Конечно, слух о «Женитьбе», написанной «прямо по Гоголю», достиг ушей знаменитого сатирика. Быть может, слышал и про «Картинки с выставки». И злодействовал Щедрин от души не из мелкого чувства, не из желания «прищемить» музыкальных дикарей. Обидно было за слово, — народившиеся странные композиторы хотят «припечатать» его своей нелепой музыкой! И что бы мог ответить Михаил Евграфович, если бы услышал, что «боевым» пером его водило не презрение к людям, уходившим от великих задач, распылявших свое внимание на пустяки, на «Извозчика, в темную ночь отыскивающего потерянный кнут», а застарелая страсть к привычным вещам и душевное невежество в тех особых областях, где наступает царство подлинной музыки?
…И что мог ответить одинокий художник злому сатирику? Стасов — тот явно будет задет. Спустя многие годы уверен будет: Щедрину самое место было в той компании насекомых, которая сползается на крапивную гору, когда «рак свистнет». Но Мусоргский набросал начало своего сочинения еще в августе, задолго до выходки Щедрина. Более к нему не возвращался. У него было свое понимание художественного слова. Через многие годы один поэт, заплативший жизнью за слово, скажет об этом чувстве с предельной ясностью:
И не о том ли писал и Пушкин:
Мусоргский услышал это же Слово. И вдруг, среди звукового моря «Хованщины», которая волнами подкатывалась к его сознанию, выступило совсем другое сочинение: «Иисус Навин». Записан этот хор будет позже. Но он уже существовал как живое целое, только пока — недосочиненное, недопроявленное, незримым звуковым силуэтом живущее где-то рядом. Начало его появилось давно, как хор ливийцев из некогда не-дописанной «Саламбо». Музыка средней части отразит однажды услышанное в соседнем дворе еврейское песнопение во время одного из иудейских праздников. Молитвенной древностью дохнуло тогда от этой музыки. И теперь, после всего пережитого за год, всё разом уляжется в единую словесно-звуковую драматургию. Когда единый глас народа мог разрушить неприятельские стены. Когда Иисус Навин, воззвавший к Господу, словом остановил солнце и луну, дабы побить врагов. «…И остановилось солнце, и луна стояла, когда народ мстил врагам своим». — Мощный библейский образ. — «И не было такого дня ни прежде ни после того, в который Господь такслушал бы голоса человеческого».
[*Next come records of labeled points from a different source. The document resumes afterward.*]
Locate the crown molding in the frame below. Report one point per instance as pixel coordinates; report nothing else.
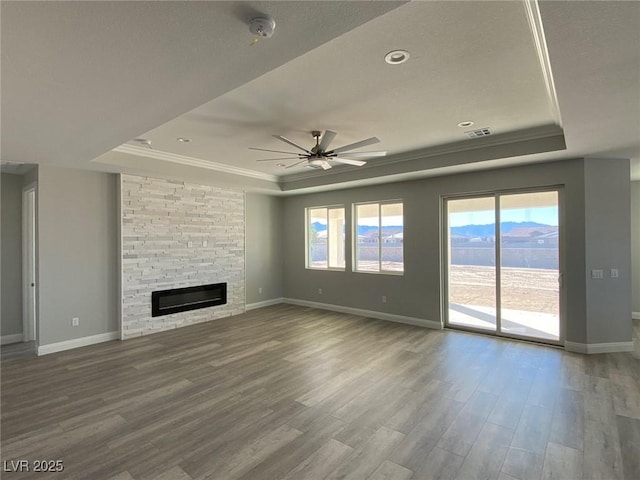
(193, 162)
(532, 10)
(536, 133)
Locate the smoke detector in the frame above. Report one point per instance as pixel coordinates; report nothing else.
(262, 27)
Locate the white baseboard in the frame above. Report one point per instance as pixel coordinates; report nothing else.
(15, 338)
(366, 313)
(265, 303)
(77, 342)
(612, 347)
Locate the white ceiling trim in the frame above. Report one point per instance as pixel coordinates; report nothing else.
(477, 144)
(193, 162)
(537, 30)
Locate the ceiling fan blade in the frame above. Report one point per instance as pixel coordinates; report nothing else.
(327, 138)
(346, 161)
(275, 151)
(297, 163)
(363, 154)
(285, 140)
(353, 146)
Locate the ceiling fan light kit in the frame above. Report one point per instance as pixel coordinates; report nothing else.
(319, 155)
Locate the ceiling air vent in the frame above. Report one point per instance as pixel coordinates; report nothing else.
(481, 132)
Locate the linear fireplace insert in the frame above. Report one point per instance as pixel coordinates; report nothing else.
(164, 302)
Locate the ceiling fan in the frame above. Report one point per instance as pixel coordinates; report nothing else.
(319, 156)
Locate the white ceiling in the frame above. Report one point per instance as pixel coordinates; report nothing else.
(80, 80)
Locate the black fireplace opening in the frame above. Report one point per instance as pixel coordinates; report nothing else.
(164, 302)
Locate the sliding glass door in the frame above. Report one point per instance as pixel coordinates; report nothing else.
(503, 268)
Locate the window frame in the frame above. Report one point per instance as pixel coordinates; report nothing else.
(307, 255)
(355, 249)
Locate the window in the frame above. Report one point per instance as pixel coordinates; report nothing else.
(325, 237)
(379, 242)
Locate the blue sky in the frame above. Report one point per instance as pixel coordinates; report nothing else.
(544, 215)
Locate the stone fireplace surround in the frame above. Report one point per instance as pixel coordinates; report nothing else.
(175, 235)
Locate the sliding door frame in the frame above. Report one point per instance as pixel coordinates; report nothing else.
(445, 257)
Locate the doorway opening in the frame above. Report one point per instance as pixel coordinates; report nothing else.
(29, 285)
(503, 264)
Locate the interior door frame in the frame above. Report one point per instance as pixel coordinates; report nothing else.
(496, 194)
(29, 329)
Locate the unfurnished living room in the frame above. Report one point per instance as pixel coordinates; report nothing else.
(204, 267)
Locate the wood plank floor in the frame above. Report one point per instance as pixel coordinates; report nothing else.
(287, 392)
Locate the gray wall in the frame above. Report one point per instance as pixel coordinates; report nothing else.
(418, 292)
(11, 246)
(264, 250)
(608, 245)
(635, 247)
(78, 253)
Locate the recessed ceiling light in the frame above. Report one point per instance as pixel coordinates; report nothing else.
(396, 57)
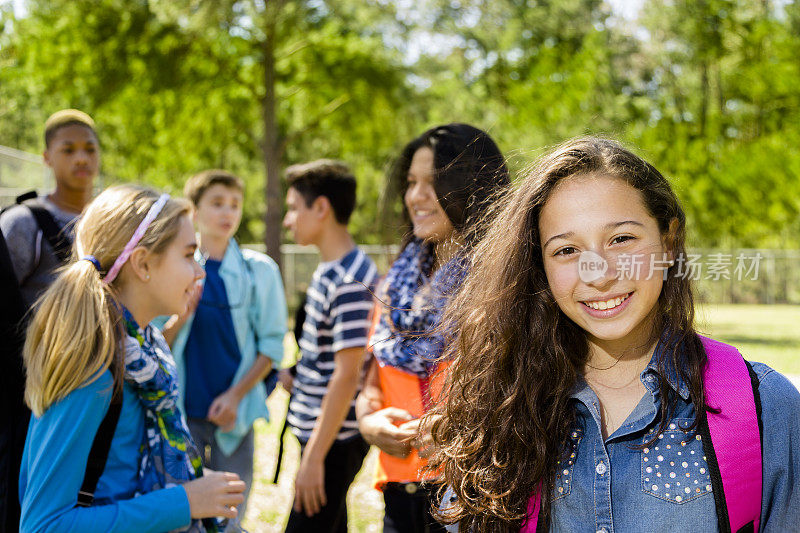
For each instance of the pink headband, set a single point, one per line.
(151, 215)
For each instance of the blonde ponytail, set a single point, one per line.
(72, 339)
(76, 330)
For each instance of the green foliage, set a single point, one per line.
(705, 89)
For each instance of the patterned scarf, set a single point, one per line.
(407, 336)
(169, 456)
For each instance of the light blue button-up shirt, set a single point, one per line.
(616, 485)
(667, 486)
(258, 309)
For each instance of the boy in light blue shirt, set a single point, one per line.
(232, 336)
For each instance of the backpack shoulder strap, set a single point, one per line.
(98, 455)
(732, 439)
(58, 240)
(534, 520)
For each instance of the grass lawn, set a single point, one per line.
(769, 334)
(765, 333)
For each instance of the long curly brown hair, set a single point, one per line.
(506, 411)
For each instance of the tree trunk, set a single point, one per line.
(271, 148)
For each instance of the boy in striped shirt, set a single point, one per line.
(320, 200)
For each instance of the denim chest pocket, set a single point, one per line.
(674, 467)
(563, 485)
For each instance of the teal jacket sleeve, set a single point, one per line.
(269, 310)
(53, 465)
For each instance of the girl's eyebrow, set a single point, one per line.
(615, 225)
(610, 226)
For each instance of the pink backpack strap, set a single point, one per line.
(732, 439)
(534, 506)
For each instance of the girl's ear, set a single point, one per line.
(669, 239)
(140, 262)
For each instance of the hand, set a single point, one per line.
(380, 429)
(285, 379)
(423, 439)
(176, 322)
(222, 411)
(214, 494)
(309, 486)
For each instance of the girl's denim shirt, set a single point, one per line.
(666, 486)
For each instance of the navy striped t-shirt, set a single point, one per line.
(338, 304)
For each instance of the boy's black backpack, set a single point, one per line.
(14, 415)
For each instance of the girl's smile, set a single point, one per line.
(607, 307)
(606, 216)
(427, 216)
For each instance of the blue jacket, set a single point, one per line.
(259, 324)
(54, 463)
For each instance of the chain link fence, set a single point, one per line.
(20, 172)
(738, 276)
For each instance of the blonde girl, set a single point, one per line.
(89, 341)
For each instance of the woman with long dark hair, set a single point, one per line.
(447, 178)
(581, 397)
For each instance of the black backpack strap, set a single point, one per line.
(59, 240)
(100, 448)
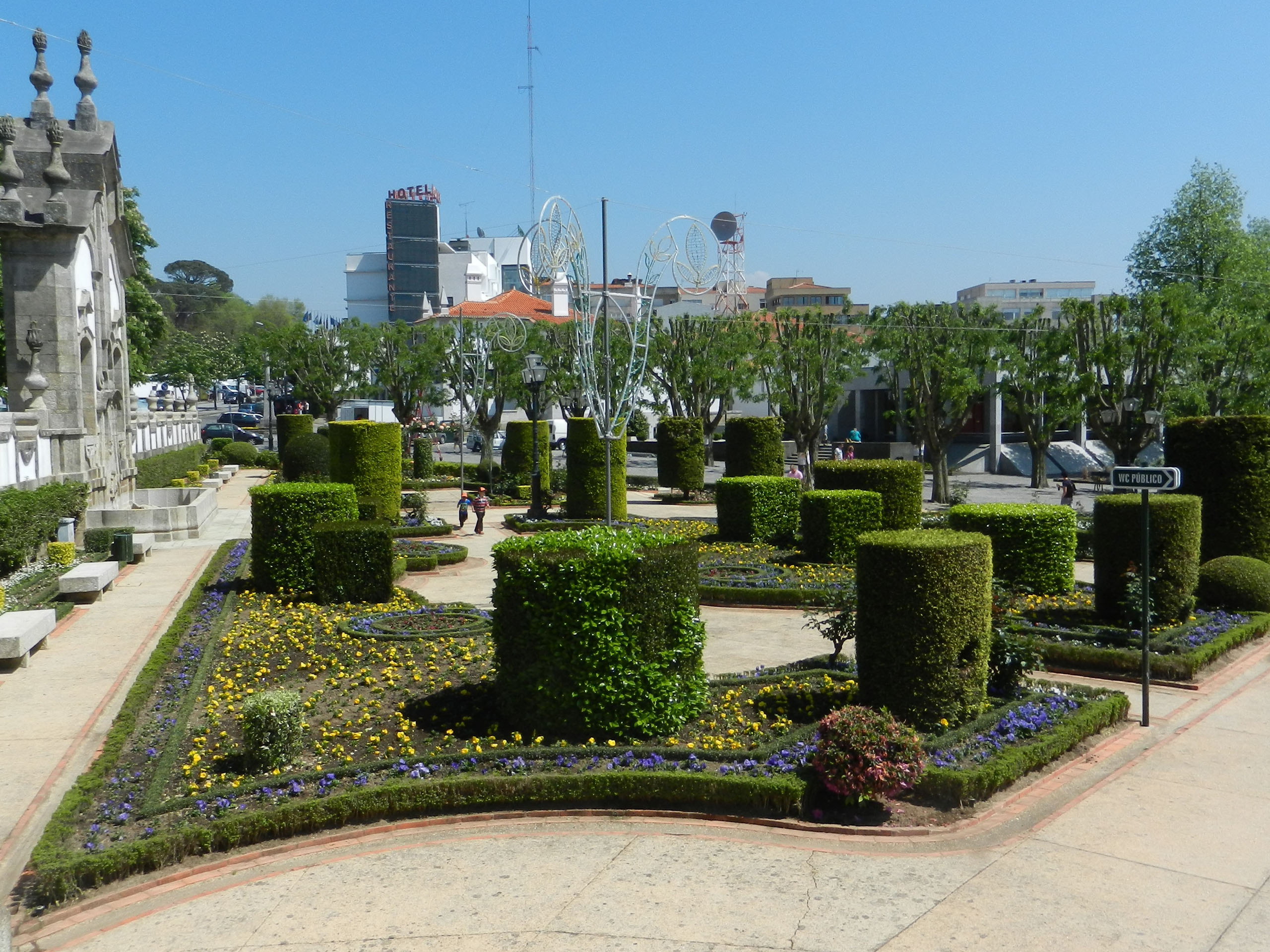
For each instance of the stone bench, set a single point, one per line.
(88, 581)
(141, 545)
(22, 633)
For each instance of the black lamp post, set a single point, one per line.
(534, 376)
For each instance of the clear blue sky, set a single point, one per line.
(905, 149)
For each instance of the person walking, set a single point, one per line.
(1067, 492)
(479, 506)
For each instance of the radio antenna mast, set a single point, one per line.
(529, 87)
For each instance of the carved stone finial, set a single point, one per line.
(10, 173)
(85, 114)
(41, 110)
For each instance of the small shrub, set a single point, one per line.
(898, 481)
(833, 518)
(62, 552)
(681, 454)
(353, 561)
(1033, 545)
(239, 454)
(865, 754)
(307, 459)
(1235, 583)
(272, 729)
(759, 508)
(755, 447)
(1175, 545)
(368, 455)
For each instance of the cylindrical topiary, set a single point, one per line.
(596, 634)
(352, 561)
(282, 530)
(293, 425)
(758, 508)
(584, 473)
(1033, 545)
(368, 455)
(1235, 583)
(307, 459)
(1175, 540)
(924, 624)
(681, 454)
(755, 447)
(1226, 463)
(518, 452)
(422, 465)
(833, 518)
(899, 481)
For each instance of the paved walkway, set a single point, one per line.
(55, 714)
(1152, 841)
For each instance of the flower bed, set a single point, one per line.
(423, 556)
(1069, 635)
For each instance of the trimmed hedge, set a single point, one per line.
(1005, 767)
(159, 472)
(352, 561)
(924, 624)
(1226, 463)
(584, 477)
(758, 508)
(898, 481)
(755, 447)
(368, 455)
(1128, 662)
(1235, 583)
(518, 451)
(293, 425)
(422, 464)
(833, 518)
(597, 633)
(307, 459)
(1033, 545)
(284, 517)
(1175, 541)
(681, 454)
(28, 520)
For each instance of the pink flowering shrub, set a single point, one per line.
(865, 753)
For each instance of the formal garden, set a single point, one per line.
(300, 690)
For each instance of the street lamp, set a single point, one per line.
(534, 376)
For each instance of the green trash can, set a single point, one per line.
(123, 549)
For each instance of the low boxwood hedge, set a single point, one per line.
(758, 508)
(898, 481)
(1033, 545)
(833, 518)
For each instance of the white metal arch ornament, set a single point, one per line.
(683, 248)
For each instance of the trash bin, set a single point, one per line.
(123, 547)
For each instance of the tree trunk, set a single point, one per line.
(1040, 477)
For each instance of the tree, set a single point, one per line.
(146, 323)
(806, 359)
(697, 365)
(935, 356)
(1205, 262)
(1127, 350)
(1039, 382)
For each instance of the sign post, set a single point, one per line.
(1147, 480)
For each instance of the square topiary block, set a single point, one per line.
(833, 518)
(759, 508)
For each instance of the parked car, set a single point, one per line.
(477, 441)
(241, 419)
(228, 431)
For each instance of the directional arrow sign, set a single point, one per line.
(1146, 477)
Какой силы может достигнуть слово! И путь, ему предначертанный, был тот же. Через невозможное. А значит — настойчивость, упорство и — вера. В свои силы. В свое предназначение.
Глава шестая «ХОВАНЩИНА»
«Песни и пляски смерти» сквозь очертания музыкальной драмы
Обычно новый год для всей некогда дружной компании начинался со дня рождения Стасова. У него давно уже не собирались, с самого начала той, «годуновской» зимы. Но и теперь, 2 января 1875 года, он не захотел никого звать. Чего ради? Праздновать, что тебе уже за пятьдесят?
Утром «Бах» проснулся, сразу ощутив возраст. Встретив в зеркале свое отражение, с неприязненностью заметил, что борода уже совсем седая. Вспомнились недавние утраты, и не только друзей. Смерть поразила и «Санкт-Петербургские ведомости», с которыми он сотрудничал многие годы, — сменился редактор. Первый номер новых «Ведомостей» он получил и пролистал с отвращением.
Вообще-то газетная писанина всегда отвлекала от главного. Душу его давно тревожила мысль, что он все только мечтает о настоящей, большой работе, где мог бы высказаться начистоту. Указывать на подлинные дарования, свергать дутые авторитеты (всегда восхищался Писаревым, тот был способен крушить кумиров с мальчишеской легкостью). Теперь, с концом прежних «Санкт-Петербургских ведомостей», как раз и можно было взяться за это дело. Но в нем не было чувства освобождения. Досада была. Жаль было своего беспокойного прошлого: ведь и это время теперь ушло, и видимо, навсегда.
Свой день рождения Стасов решил провести как самый обычный день. Сначала сел за письмо, написал дочери о последних невзгодах («газета сделалась чисто казенною и дрянною»). Припомнил, как бывшие сотрудники «Ведомостей» почти все повалили вон… Далее всё пошло как по накатанному: до обеда — в библиотеке, за привычной работой, вечером — к брату Дмитрию, на четверговое собрание.
Именно в этот, «стасовский» день Мусоргский завершит большой кусок своей музыкальной драмы. Первая дата в рукописи — «2 сентября 74 г. в Петрограде», то есть когда закончил «Рассвет на Москве-реке», вторая — «2-го янв. 1875 г.». Четыре месяца — и лишь часть первой картины.
Когда-то «Бориса» он писал на одном порыве. Все прочие замыслы отходили в сторону. «Хованщина» появлялась на свет сложнее, мучительнее. Тогда он опирался на Пушкина: тот увидел своим пронзительным зрением огромный кусок русской истории. Теперь проницать нужно было только самому, шло трудно, иной раз сочинение рождалось по репликам.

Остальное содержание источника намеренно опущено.